Parmi les enjeux qui nous occupent particulièrement en ce moment et pour les prochains mois, j’en évoquerai trois qui sont majeurs tant pour les entreprises que pour nos concitoyens. Tout d’abord, la réforme des retraites. L’un des points de vigilance concerne l’impact méconnu du report de l’âge de départ à la retraite, qui a un effet direct sur la prévoyance, en prolongeant d’autant la durée de versement des indemnités aux personnes en situation d’invalidité. Cet impact est considérable.
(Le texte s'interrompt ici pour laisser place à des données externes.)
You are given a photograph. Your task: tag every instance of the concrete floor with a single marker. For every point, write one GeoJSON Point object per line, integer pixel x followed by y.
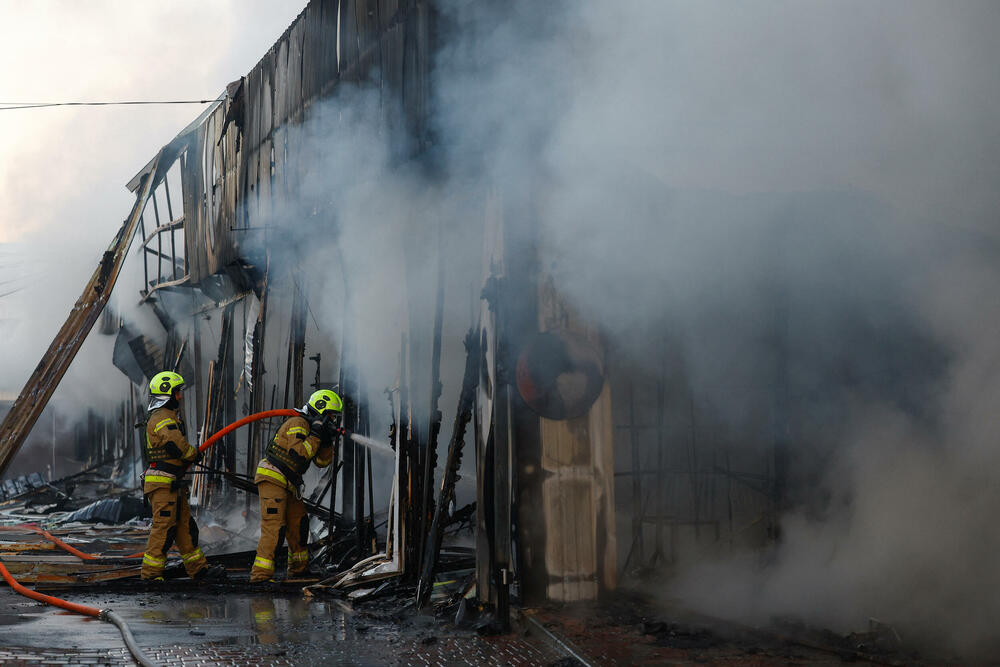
{"type": "Point", "coordinates": [244, 629]}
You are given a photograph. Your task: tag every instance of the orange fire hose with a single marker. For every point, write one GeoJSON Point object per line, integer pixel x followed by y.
{"type": "Point", "coordinates": [208, 443]}
{"type": "Point", "coordinates": [103, 614]}
{"type": "Point", "coordinates": [106, 614]}
{"type": "Point", "coordinates": [246, 420]}
{"type": "Point", "coordinates": [48, 599]}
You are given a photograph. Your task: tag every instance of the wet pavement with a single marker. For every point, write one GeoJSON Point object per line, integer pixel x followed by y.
{"type": "Point", "coordinates": [249, 629]}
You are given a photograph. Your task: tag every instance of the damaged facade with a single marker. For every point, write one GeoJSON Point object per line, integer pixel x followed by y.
{"type": "Point", "coordinates": [582, 465]}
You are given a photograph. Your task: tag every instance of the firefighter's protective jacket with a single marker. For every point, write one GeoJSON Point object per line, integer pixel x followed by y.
{"type": "Point", "coordinates": [168, 450]}
{"type": "Point", "coordinates": [289, 454]}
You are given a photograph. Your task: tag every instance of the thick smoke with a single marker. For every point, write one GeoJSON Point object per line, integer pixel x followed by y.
{"type": "Point", "coordinates": [814, 183]}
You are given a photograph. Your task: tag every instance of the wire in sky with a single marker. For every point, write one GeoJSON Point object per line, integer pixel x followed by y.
{"type": "Point", "coordinates": [12, 106]}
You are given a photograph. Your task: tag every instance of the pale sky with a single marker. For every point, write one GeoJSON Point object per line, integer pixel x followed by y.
{"type": "Point", "coordinates": [63, 170]}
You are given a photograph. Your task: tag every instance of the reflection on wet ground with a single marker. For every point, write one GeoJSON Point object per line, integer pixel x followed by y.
{"type": "Point", "coordinates": [249, 629]}
{"type": "Point", "coordinates": [181, 618]}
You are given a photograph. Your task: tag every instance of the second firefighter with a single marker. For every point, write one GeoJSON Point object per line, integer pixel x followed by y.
{"type": "Point", "coordinates": [301, 440]}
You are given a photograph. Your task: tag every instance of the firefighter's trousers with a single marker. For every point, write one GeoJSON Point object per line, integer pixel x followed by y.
{"type": "Point", "coordinates": [172, 524]}
{"type": "Point", "coordinates": [282, 517]}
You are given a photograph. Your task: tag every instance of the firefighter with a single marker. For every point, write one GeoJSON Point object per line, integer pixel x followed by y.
{"type": "Point", "coordinates": [300, 440]}
{"type": "Point", "coordinates": [169, 454]}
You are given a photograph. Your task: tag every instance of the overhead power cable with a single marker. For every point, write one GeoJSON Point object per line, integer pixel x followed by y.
{"type": "Point", "coordinates": [12, 106]}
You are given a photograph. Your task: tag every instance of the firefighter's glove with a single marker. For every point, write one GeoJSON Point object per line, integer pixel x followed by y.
{"type": "Point", "coordinates": [317, 427]}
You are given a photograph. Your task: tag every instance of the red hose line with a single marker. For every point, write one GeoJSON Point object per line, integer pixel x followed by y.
{"type": "Point", "coordinates": [246, 420]}
{"type": "Point", "coordinates": [208, 443]}
{"type": "Point", "coordinates": [48, 599]}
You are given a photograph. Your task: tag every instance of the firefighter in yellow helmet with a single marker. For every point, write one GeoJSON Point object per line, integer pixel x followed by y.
{"type": "Point", "coordinates": [301, 440]}
{"type": "Point", "coordinates": [169, 454]}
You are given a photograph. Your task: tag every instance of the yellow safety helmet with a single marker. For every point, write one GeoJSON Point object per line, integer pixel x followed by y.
{"type": "Point", "coordinates": [165, 383]}
{"type": "Point", "coordinates": [325, 400]}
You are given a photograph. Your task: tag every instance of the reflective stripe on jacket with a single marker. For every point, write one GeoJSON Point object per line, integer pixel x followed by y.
{"type": "Point", "coordinates": [168, 450]}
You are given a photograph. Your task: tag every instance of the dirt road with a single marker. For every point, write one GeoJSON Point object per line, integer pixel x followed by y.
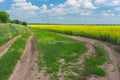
{"type": "Point", "coordinates": [4, 48]}
{"type": "Point", "coordinates": [26, 67]}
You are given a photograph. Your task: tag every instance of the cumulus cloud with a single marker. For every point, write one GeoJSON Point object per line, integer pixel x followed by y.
{"type": "Point", "coordinates": [108, 2]}
{"type": "Point", "coordinates": [1, 0]}
{"type": "Point", "coordinates": [22, 9]}
{"type": "Point", "coordinates": [117, 9]}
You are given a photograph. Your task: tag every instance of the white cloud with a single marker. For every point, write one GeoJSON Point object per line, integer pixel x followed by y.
{"type": "Point", "coordinates": [21, 9]}
{"type": "Point", "coordinates": [108, 2]}
{"type": "Point", "coordinates": [51, 5]}
{"type": "Point", "coordinates": [1, 0]}
{"type": "Point", "coordinates": [44, 7]}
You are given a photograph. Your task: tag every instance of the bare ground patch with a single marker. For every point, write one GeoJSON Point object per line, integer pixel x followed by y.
{"type": "Point", "coordinates": [4, 48]}
{"type": "Point", "coordinates": [26, 66]}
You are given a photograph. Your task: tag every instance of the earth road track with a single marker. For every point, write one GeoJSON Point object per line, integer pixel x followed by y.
{"type": "Point", "coordinates": [4, 48]}
{"type": "Point", "coordinates": [26, 67]}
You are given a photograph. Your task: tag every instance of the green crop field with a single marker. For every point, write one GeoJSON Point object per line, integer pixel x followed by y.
{"type": "Point", "coordinates": [106, 33]}
{"type": "Point", "coordinates": [60, 52]}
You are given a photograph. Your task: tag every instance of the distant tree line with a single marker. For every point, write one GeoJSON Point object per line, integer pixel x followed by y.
{"type": "Point", "coordinates": [5, 18]}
Pour vous donner un ordre d’idées, lorsque l’âge de départ à la retraite est passé de 60 à 62 ans le 1er juillet 2011 avec la réforme Woerth, cela a représenté 350 millions d’euros supplémentaires pour AG2R La Mondiale.
En matière de santé, nous nous posons tous la question suivante : lequel des quatre scénarios du Haut Conseil pour l’avenir de l’assurance maladie (Hcaam) sera choisi ? Celui de la Grande Sécu semble avoir été écarté. Enfin, la question de la prise en charge de la dépendance est primordiale. Nous devons en effet nous préparer à faire face au choc démographique lié à la génération du papy-boom, qui sera confrontée au risque de dépendance dès 2025, que ce soit en termes de financement, de formation du personnel, etc. Nous serons donc très attentifs aux cent premiers jours du nouveau gouvernement, ainsi qu’aux projets de loi de finances (PLF) et de financement de la Sécurité sociale (PLFSS) pour 2023.